Wednesday, July 30, 2008

International Fragile X Conference, Part Four

Saturday morning, we overslept a bit and missed the general session. I left first for the conference area. On my way to getting a cup of coffee, I saw Frank. He said he and Isabelle made it to the general session no problem. They were bright-eyed and bushy-tailed. (or something like that) I got my coffee and went to my first session of the day, Ten Great Tools to Help your Child with Fragile X Learn to Read and Write. Dr. Ave Lachiewicz and a mother of a child with Fragile X led the session. They recommended the use of a clipboard or a slantboard with a clip for wrist stability. And for keeping the paper in place. And since our kids are such sensory guys, they suggested placing a sheet of sandpaper or plastic craft canvas under the paper, so they'll get sensory imput from writing. Another item they liked was the vibrating pen. I spoke briefly with a therapist after the session and mentioned that Drew would have the vibrating pen in his mouth. She said that was ok, that they usually will get some stimulation from the pen, then are able to write better. For reading, a mother in the audience suggested old fashioned Dick and Jane books. They recommended the use of the DT trainer, which is based on the Discrete Trial protocol. Another website that was mentioned was It is a phonics program with visual supports.
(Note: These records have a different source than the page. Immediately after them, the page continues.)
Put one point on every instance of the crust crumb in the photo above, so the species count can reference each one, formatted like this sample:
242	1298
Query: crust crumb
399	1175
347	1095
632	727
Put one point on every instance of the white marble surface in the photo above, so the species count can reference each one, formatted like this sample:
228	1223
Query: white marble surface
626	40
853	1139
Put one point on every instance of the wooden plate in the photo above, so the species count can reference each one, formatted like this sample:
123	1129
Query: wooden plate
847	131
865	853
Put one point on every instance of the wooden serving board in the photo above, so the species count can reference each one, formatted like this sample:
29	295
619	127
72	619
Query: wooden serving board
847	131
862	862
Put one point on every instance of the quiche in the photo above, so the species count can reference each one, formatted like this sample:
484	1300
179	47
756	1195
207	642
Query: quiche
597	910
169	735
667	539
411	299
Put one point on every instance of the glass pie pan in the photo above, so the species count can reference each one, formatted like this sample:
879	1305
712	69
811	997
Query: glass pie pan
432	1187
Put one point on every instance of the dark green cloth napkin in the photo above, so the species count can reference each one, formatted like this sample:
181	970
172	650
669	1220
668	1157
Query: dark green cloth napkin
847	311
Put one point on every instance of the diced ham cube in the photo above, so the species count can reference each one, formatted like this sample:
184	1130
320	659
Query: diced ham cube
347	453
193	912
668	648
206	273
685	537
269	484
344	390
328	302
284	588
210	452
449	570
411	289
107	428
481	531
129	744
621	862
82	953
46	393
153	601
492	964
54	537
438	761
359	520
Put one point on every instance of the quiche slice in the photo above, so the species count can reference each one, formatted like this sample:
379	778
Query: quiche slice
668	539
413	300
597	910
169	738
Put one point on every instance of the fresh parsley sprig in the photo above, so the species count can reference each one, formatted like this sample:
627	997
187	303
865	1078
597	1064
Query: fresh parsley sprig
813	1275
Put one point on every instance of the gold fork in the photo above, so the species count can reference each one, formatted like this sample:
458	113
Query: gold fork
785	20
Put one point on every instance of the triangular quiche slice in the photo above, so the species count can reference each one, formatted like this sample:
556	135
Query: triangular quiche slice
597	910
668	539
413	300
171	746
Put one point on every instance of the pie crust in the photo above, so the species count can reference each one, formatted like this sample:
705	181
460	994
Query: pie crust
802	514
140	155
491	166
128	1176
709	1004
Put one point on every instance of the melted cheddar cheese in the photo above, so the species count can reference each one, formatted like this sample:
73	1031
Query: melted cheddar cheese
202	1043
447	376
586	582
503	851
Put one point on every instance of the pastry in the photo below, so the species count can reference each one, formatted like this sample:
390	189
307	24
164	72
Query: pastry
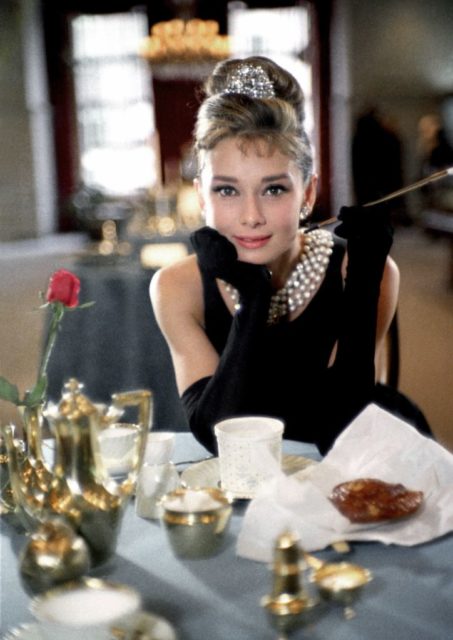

After that session I headed to Understanding, Assessing and Treating the Communication Challenges of Youth with FXS. I got there a bit late, so I sat in the back of the room. I honestly must have zoned out for this session, because I can barely remember the content.

Next I met up with Eric, and we went to Hard Rock Cafe for lunch. We saw quite a few people from the conference there. We ate and got back in time for what was my favorite session of the conference. Isabelle and I sat together, and Jeanine Coleman went over a study that concluded that mothers of kids with Fragile X are overly emotionally involved. We didn't think a study was necessary to tell us that, but whatever. Then, a woman named Cindi Rogers came up to the front. Her part of the session was called Life in Mrs. Rogers Neighborhood: Raising Two Boys With Fragile X Syndrome.

Cindi's sons are teenagers. (17 and 19, I believe) She has developed many practical techniques to help her sons become more independent.

Some things she has successfully used are:

A visual reward program. A sentence strip with the pictures: No hit, No kick, No yell= reward. She started using food as a motivator, but moved on to dollar bills. It has been quite successful for them.

Her sons have chores. She made a list of steps to feeding their dog for one of their sons. Another one had step by step visual instructions for taking out the trash. Each task ends with "All done".

She uses a calendar for where they are supposed to be each day. A picture of a bus means school, Fridays have a picture of Applebees. And any other activity can be filled in with a picture, such as a haircut or visiting friends.

A shower chart has helped her sons be in charge of their own hygeine. She has a picture of each body part and has them in one column on a velcro strip. When they finish washing that part, they move the picture to the "done" column. And the pictures are laminated and hang right in the shower!

I have already started on this idea Cindi had. She put all of their videos in a library, and made a binder with pictures of all the videos they have available. That way they don't get out 101 DVDs, but they can pick a certain number from the visual list, and swap them out as desired. My own boys love to flip through the DVD case to choose their own DVDs, but many have been broken this way. So, I have collected pictures of each DVD we have, and am going to print them and put them in a binder for the boys to have access to. They will be able to flip through the book and choose from the visual list!

She has them put their clothes for the following day in a box so it is all together, and they don't have to go looking for each thing. And they put it in the box in the order they will need to put them on. Underwear on top, then shirt, pants, socks, then shoes. Brilliant!

She had so many great ideas, I could go on and on. In fact, I believe I will. Later.


Umma said...

Wow, there are a lot of really great ideas here! Thanks so much for sharing!

Mark said...

sounds great! any pictures you may need for movies, and foods, i may already have and I can e-mail them.
That could help in long item searches. Let me know. Great to hear all about the conference.

Jen said...

I guess I can happily say that the boys already do well with the things that were mentioned, yay! Of course, we still have Evan that will be getting to those issues in the near future; I like that shower idea! A system for Kyle and his dvd's would be nice, although his issue with them is a little different. It's not that he looks through all to find one; he likes to carry a stack of about 15 dvd's with him as much as we'll's a security thing for him. For example, if he has to go upstairs to brush his teeth, the dvd's go with him! And then he brings that back downstairs when he's done. He sometimes will bring them in the van when we go somewhere if I'm not paying attention. Actually, he does fine if I tell him that they have to stay home; it's more of a habit than a need. So, maybe it all boils down to laziness on my part for not being more persistent about him leaving his dvd's in one spot!

Leanne said...

I was in that session(Mrs Rogers) and also enjoyed it. I was really reminded just how much our boys are visual learners! I'll be busy working on picture schedules and such in the coming weeks!